本件訂正の内容は、以下のア−クのとおりである。
ア 特許請求の範囲の請求項1に係る訂正
請求項1に係る「医療処置具用の単線ワイヤであって、・・・、を有する、医療処置具用の単線ワイヤ。」という記載を「医療処置具であるクリップ装置、把持鉗子、生検鉗子、パピロトームナイフ用の単線ワイヤであって、・・・、を有して、単線ワイヤの基端部から先端部への回転伝達特性が良好となる医療処置具であるクリップ装置、把持鉗子、生検鉗子、パピロトームナイフ用の単線ワイヤ。」に訂正する。
イ 特許請求の範囲の請求項2に係る訂正
請求項2に係る「請求項1に記載の医療処置具用の単線ワイヤ。」という記載を「請求項1に記載の医療処置具であるクリップ装置、把持鉗子、生検鉗子、パピロトームナイフ用の単線ワイヤ。」に訂正する。
ウ 特許請求の範囲の請求項3に係る訂正
請求項3に係る「請求項1に記載の医療処置具用の単線ワイヤ。」という記載を「請求項1に記載の医療処置具であるクリップ装置、把持鉗子、生検鉗子、パピロトームナイフ用の単線ワイヤ。」に訂正する。
エ 特許請求の範囲の請求項4に係る訂正
請求項4に係る「前記単線ワイヤは、真直加工および熱処理の少なくとも一方によって改質されたステンレス鋼製のワイヤ本体を備える、請求項1に記載の医療処置具用の単線ワイヤ。」という記載を「前記単線ワイヤは、真直加工した後熱処理を行うことによって改質されたステンレス鋼製のワイヤ本体を備える、請求項1に記載の医療処置具であるクリップ装置、把持鉗子、生検鉗子、パピロトームナイフ用の単線ワイヤ。」に訂正する。
オ 特許請求の範囲の請求項5に係る訂正
請求項5に係る「請求項4に記載の医療処置具用の単線ワイヤ。」という記載を「請求項4に記載の医療処置具であるクリップ装置、把持鉗子、生検鉗子、パピロトームナイフ用の単線ワイヤ。」に訂正する。
カ 特許請求の範囲の請求項6に係る訂正
請求項6に係る「請求項4に記載の医療処置具用の単線ワイヤ。」という記載を「請求項4に記載の医療処置具であるクリップ装置、把持鉗子、生検鉗子、パピロトームナイフ用の単線ワイヤ。」に訂正する。
キ 特許請求の範囲の請求項7に係る訂正
請求項7に係る「請求項1に記載の医療処置具用の単線ワイヤを含む医療処置具。」という記載を「請求項1に記載の医療処置具であるクリップ装置、把持鉗子、生検鉗子、パピロトームナイフ用の単線ワイヤを含む医療処置具。」に訂正する。
ク 明細書の段落【0024】の訂正
明細書の発明の詳細な説明の段落【0024】の「・・・例えば、改質手段としては、真直加工および熱処理の少なくとも一方が用いられてもよい。・・・」という記載を「・・・例えば、改質手段として、真直加工した後熱処理が用いられる。・・・」に訂正する。

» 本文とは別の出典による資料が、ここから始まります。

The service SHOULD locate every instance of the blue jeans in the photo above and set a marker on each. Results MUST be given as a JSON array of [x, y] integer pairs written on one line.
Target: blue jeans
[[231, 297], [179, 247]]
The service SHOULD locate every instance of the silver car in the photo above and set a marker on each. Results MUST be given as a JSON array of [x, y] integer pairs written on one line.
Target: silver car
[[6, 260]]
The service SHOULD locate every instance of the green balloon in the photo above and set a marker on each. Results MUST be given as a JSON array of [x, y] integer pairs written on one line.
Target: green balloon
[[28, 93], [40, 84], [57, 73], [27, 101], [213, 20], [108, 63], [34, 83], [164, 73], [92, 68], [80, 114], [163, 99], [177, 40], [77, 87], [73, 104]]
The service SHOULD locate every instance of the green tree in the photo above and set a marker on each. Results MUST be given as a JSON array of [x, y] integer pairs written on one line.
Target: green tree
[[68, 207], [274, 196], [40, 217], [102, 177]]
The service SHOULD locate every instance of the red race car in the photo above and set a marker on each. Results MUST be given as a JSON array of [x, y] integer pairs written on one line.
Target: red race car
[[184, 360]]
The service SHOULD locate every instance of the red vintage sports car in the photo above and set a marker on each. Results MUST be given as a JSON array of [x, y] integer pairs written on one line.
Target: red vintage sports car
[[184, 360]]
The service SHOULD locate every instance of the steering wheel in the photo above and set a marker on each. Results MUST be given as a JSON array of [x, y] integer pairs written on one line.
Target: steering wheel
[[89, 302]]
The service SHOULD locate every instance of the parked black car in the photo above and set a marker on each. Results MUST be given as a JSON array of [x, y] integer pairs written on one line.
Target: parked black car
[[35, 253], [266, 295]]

(2)訂正の目的の適否、新規事項の有無、及び特許請求の範囲の拡張・変更の存否
ア 請求項1に係る訂正について
(ア)請求項1に係る訂正後の「医療処置具であるクリップ装置、把持鉗子、生検鉗子、パピロトームナイフ用の単線ワイヤ」は、訂正前の「医療処置具の単線ワイヤであって」をより具体的なものに限定することよって下位概念化するものであるから、「医療処置具用の単線ワイヤ」を、「医療処置具であるクリップ装置、把持鉗子、生検鉗子、パピロトームナイフ用の単線ワイヤ」とする訂正は、特許法第120条の5第2項ただし書第1号に規定する特許請求の範囲の減縮を目的とするものである。

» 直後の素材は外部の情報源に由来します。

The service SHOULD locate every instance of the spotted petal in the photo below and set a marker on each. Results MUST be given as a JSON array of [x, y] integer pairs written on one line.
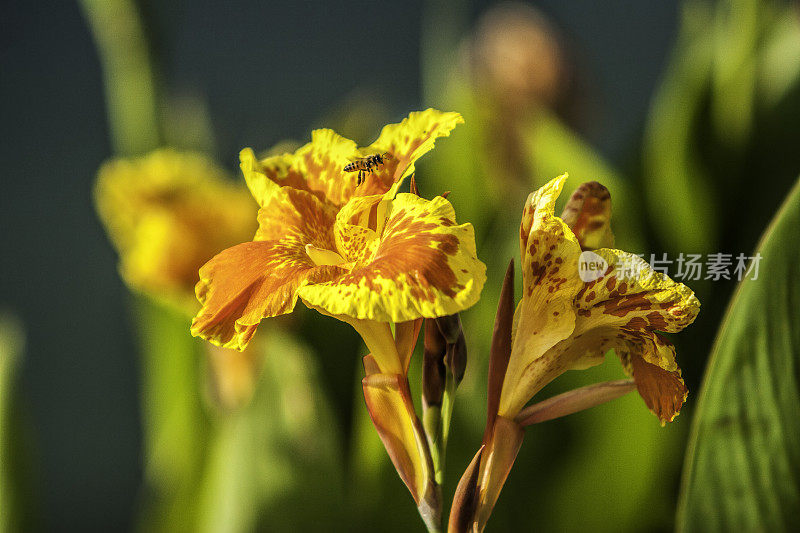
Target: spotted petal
[[406, 142], [624, 309], [631, 294], [546, 314], [422, 265], [259, 279]]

次に、明細書の発明の詳細な説明の段落【0037】には、「医療処置具」が、「クリップ装置」、「把持鉗子」、「生検鉗子」、「パピロトームナイフ」であってもよいことが記載されている。よって、「医療処置具」が、「クリップ装置」、「把持鉗子」、「生検鉗子」、「パピロトームナイフ」であることは、明細書に記載された事項である。したがって、上記訂正は特許法第120条の5第9項で準用する特許法第126条第5項の規定に適合する。
また、上記のとおり、この訂正は、「医療処置具用の単線ワイヤ」をより具体的なものに限定するものであるから、実質上特許請求の範囲を拡張し、又は変更するものではない。したがって、上記訂正は、特許法第120条の5第9項で準用する特許法第126条第6項の規定に適合する。
(イ)次に、請求項1に係る訂正後の「・・・を有して、単線ワイヤの基端部から先端部への回転伝達特性が良好となる医療処置具・・・用の単線ワイヤ」は、訂正前の「・・・を有する、医療処置具用の単線ワイヤ」の特性を具体的に限定することによって下位概念化するものであるから、「・・・を有する、医療処置具用の単線ワイヤ」を「・・・を有して、単線ワイヤの基端部から先端部への回転伝達特性が良好となる医療処置具・・・用の単線ワイヤ」とする訂正は、特許法第120条の5第2項ただし書第1号に規定する特許請求の範囲の減縮を目的とするものである。
次に、明細書の発明の詳細な説明の段落【0036】に、「単線ワイヤ1の基端部から先端部への回転伝達特性が良好になる」ことが記載されている。したがって、上記訂正は、特許法第120条の5第9項で準用する特許法第126条第5項の規定に適合する。
また、上記のとおり、上記訂正は、「医療処置具用の単線ワイヤ」の特性をより具体的なものに限定するものであるから実質上特許請求の範囲を拡張し、又は変更するものではない。したがって、上記訂正は、特許法第120条の5第9項で準用する特許法第126条第6項の規定に適合する。
イ 請求項2−3、5−7に係る訂正について
請求項2−3、5−7に係る訂正後の「医療処置具であるクリップ装置、把持鉗子、生検鉗子、パピロトームナイフ用の単線ワイヤ」は、上記アに示したとおり、特許法第120条の5第2項ただし書第1号に規定する特許請求の範囲の減縮を目的とするものである。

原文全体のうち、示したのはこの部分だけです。